The acidic microenvironment surrounding cancer cells contains specific types of proteins which might modify the composition of the protein corona around NPs, resulting in a change in bioavailability, as well as alteration of the interactions between the NPs and membranes of macrophages, endothelial cells, and target cells, and the overall therapeutic response [68]. The protein–NP interaction influences opsonization, circulation half-life, and cellular uptake. The protein corona can be characterized by total quantity, density, thickness, composition, relative abundance of each protein, protein binding affinity, and protein conformation. Complement factors, fibrinogen, or immunoglobulin (IgG), which are known as opsonins, would induce macrophage recognition and engulfment of NPs, leading to the fast clearance of NPs out of the body. In contrast, albumin or apolipoproteins (Apos), named dysopsonins, could extend the circulation time of the NPs [69,70,71,72]. This suggests that drug-loaded CA, CMCA, and α-KAMCA NPs are less likely to be cleared out by the reticuloendothelial system and, thus, would have an increased half-life in plasma, which can be further supported by the pharmacokinetics study of NP-treated mice. The α-KAMCA NPs resulted in higher DOX concentrations in blood serum than CA and CMCA NPs, demonstrating their long circulating characteristics due to the presence of dysopsonins on their protein corona. The size of α-KAMCA NPs ranging from 230 nm to 360 nm reduced the probability of reticuloendothelial system (RES) uptake via opsonization, resulting in a prolonged circulation time for the drug. The long circulation property of α-KAMCA NPs further enhanced DOX accumulation in the tumor, supported by the notion that NPs could enter into tumors through an EPR effect.

However, there are some limitations to using DOX fluorescence as a measure of concentration due to its self-quenching or the pH sensitivity of excitation or emission spectra [73], which was carefully taken care of during our experiment and data interpretation. Firstly, as our NPs are pH-sensitive, the pH of the lysis buffer was strictly maintained at 7.4 during the experiment to maintain consistency. Secondly, in our previous study, we used visualization by confocal microscopy to observe cellular uptake, as well as a cell viability test using different DOX-loaded NPs to correlate between the cellular uptake and cytotoxicity [28]. Considering all results, we found DOX as a potential model drug to measure fluorescence intensity in different organs and plasma to measure the concentration of free DOX and DOX-loaded NPs.

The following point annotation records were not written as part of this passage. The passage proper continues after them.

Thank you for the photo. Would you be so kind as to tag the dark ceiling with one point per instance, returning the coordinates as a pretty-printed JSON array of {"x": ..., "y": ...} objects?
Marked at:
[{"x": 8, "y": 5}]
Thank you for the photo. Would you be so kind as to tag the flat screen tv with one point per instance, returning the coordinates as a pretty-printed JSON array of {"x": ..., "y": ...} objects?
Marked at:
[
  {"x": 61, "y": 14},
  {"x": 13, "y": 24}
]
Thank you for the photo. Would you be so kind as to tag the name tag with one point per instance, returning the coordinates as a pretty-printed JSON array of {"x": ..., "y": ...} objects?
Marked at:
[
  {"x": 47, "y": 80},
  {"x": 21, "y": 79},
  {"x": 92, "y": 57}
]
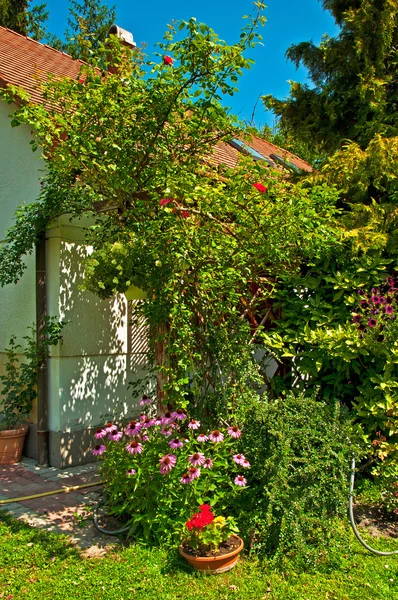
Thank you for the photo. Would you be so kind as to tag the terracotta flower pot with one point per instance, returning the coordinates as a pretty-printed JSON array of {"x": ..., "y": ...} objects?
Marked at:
[
  {"x": 11, "y": 444},
  {"x": 214, "y": 564}
]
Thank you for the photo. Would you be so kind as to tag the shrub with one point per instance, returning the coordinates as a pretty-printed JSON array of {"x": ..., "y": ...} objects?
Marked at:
[
  {"x": 160, "y": 468},
  {"x": 298, "y": 485}
]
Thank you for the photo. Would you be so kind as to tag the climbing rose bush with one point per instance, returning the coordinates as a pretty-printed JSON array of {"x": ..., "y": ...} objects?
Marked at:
[{"x": 157, "y": 469}]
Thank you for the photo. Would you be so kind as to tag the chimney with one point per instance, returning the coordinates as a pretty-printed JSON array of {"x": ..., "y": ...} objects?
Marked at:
[{"x": 124, "y": 36}]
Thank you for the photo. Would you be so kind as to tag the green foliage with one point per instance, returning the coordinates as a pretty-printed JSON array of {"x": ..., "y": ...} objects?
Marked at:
[
  {"x": 19, "y": 381},
  {"x": 154, "y": 486},
  {"x": 298, "y": 483}
]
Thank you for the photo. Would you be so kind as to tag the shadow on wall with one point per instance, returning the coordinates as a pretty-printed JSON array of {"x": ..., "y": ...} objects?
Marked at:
[{"x": 101, "y": 353}]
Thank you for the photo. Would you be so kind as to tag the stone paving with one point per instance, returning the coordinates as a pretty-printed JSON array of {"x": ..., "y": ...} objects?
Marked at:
[{"x": 68, "y": 513}]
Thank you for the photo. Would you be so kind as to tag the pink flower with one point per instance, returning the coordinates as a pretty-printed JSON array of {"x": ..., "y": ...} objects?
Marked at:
[
  {"x": 216, "y": 436},
  {"x": 166, "y": 432},
  {"x": 175, "y": 443},
  {"x": 167, "y": 418},
  {"x": 234, "y": 432},
  {"x": 239, "y": 459},
  {"x": 240, "y": 480},
  {"x": 179, "y": 414},
  {"x": 167, "y": 463},
  {"x": 197, "y": 459},
  {"x": 115, "y": 436},
  {"x": 133, "y": 428},
  {"x": 100, "y": 433},
  {"x": 134, "y": 447},
  {"x": 260, "y": 187},
  {"x": 194, "y": 472},
  {"x": 109, "y": 427},
  {"x": 145, "y": 400}
]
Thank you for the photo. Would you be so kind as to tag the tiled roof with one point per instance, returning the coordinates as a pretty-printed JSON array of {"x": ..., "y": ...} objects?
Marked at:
[{"x": 23, "y": 61}]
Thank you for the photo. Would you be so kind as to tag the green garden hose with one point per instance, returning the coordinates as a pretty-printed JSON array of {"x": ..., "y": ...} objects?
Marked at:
[{"x": 352, "y": 520}]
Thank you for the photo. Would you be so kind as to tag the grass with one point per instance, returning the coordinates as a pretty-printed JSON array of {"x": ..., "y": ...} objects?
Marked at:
[{"x": 35, "y": 564}]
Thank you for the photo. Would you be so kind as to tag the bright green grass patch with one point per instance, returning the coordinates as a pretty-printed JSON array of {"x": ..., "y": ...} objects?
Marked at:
[{"x": 35, "y": 565}]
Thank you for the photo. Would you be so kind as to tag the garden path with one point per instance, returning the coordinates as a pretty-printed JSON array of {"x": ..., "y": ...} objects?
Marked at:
[{"x": 67, "y": 513}]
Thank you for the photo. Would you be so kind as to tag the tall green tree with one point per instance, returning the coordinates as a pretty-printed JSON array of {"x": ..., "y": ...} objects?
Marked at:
[
  {"x": 354, "y": 87},
  {"x": 24, "y": 19}
]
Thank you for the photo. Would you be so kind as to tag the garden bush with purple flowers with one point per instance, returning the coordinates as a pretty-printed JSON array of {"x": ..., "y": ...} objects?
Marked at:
[{"x": 159, "y": 468}]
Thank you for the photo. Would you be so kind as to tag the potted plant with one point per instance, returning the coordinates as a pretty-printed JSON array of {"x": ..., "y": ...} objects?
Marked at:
[
  {"x": 213, "y": 545},
  {"x": 19, "y": 389}
]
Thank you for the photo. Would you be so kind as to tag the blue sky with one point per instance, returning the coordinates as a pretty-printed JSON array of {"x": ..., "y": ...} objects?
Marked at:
[{"x": 288, "y": 22}]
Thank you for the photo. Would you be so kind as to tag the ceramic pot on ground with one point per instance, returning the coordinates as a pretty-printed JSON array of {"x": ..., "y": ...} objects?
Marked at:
[
  {"x": 214, "y": 564},
  {"x": 11, "y": 444}
]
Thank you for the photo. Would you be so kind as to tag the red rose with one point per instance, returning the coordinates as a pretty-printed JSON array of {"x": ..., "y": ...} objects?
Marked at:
[{"x": 260, "y": 187}]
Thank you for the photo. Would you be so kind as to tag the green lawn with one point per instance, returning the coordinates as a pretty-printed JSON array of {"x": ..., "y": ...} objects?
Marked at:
[{"x": 37, "y": 565}]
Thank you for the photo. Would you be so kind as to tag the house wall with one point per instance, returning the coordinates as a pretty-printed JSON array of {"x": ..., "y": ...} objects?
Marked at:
[{"x": 88, "y": 374}]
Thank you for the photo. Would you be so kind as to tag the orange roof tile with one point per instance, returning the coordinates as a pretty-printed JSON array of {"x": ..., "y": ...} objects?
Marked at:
[{"x": 23, "y": 61}]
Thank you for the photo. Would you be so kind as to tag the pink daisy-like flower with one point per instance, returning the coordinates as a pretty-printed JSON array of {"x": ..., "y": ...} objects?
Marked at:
[
  {"x": 99, "y": 449},
  {"x": 148, "y": 422},
  {"x": 216, "y": 436},
  {"x": 179, "y": 414},
  {"x": 234, "y": 432},
  {"x": 145, "y": 400},
  {"x": 240, "y": 480},
  {"x": 100, "y": 433},
  {"x": 167, "y": 463},
  {"x": 197, "y": 459},
  {"x": 175, "y": 443},
  {"x": 109, "y": 427},
  {"x": 194, "y": 472},
  {"x": 260, "y": 187},
  {"x": 167, "y": 418},
  {"x": 134, "y": 447},
  {"x": 115, "y": 436},
  {"x": 166, "y": 432},
  {"x": 133, "y": 428},
  {"x": 239, "y": 459}
]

No definite signs of toxicity in mice treated with CA NPs, CMCA NPs, and α-KAMCA NPs were observed in acute and sub-chronic toxicity analysis (Table 4 and Table 5), which could be supported by the tumor regression study. The drug-free NPs showed no difference in tumor proliferation compared to the untreated mice group, pointing out that NPs are safe as a drug carrier without any toxicity.

4. Methods and Materials

4.1. Reagents

Dulbecco’s modified Eagle medium (DMEM) powder was purchased from Gibco by Life Technology (Thermo Fisher Scientific, USA). Calcium chloride dihydrate (CaCl2∙2H2O), sodium bicarbonate (NaHCO3), sodium hydrogen phosphate (Na2HPO4), potassium dihydrogen phosphate (KH2PO4), sodium citrate tribasic dihydrate, and alpha-ketoglutaric acid disodium salt hydrate were obtained from Sigma-Aldrich (St Louis, MO, USA). Anticancer drugs DOX and CYP were acquired from Sigma-Aldrich (St Louis, MO, USA). DMEM liquid media, fetal bovine serum (FBS), trypsin, TrypLE Express, penicillin–streptomycin, and trypan blue were procured from Sigma-Aldrich (St Louis, MO, USA). Sodium chloride and potassium chloride salts were bought from Fischer Scientific (Loughborough, UK). Acetonitrile (ACN), hydrochloric acid (HCl), and methanol were from Fischer Scientific (Loughborough, UK). Ammonium bicarbonate, formic acid, dithiothreitol (DTT), trifluoroacetic (TFA), trifluoroethanol (TFE) acid, and iodoacetamide (IAM) were from Sigma-Aldrich (St. Louis, MO, USA).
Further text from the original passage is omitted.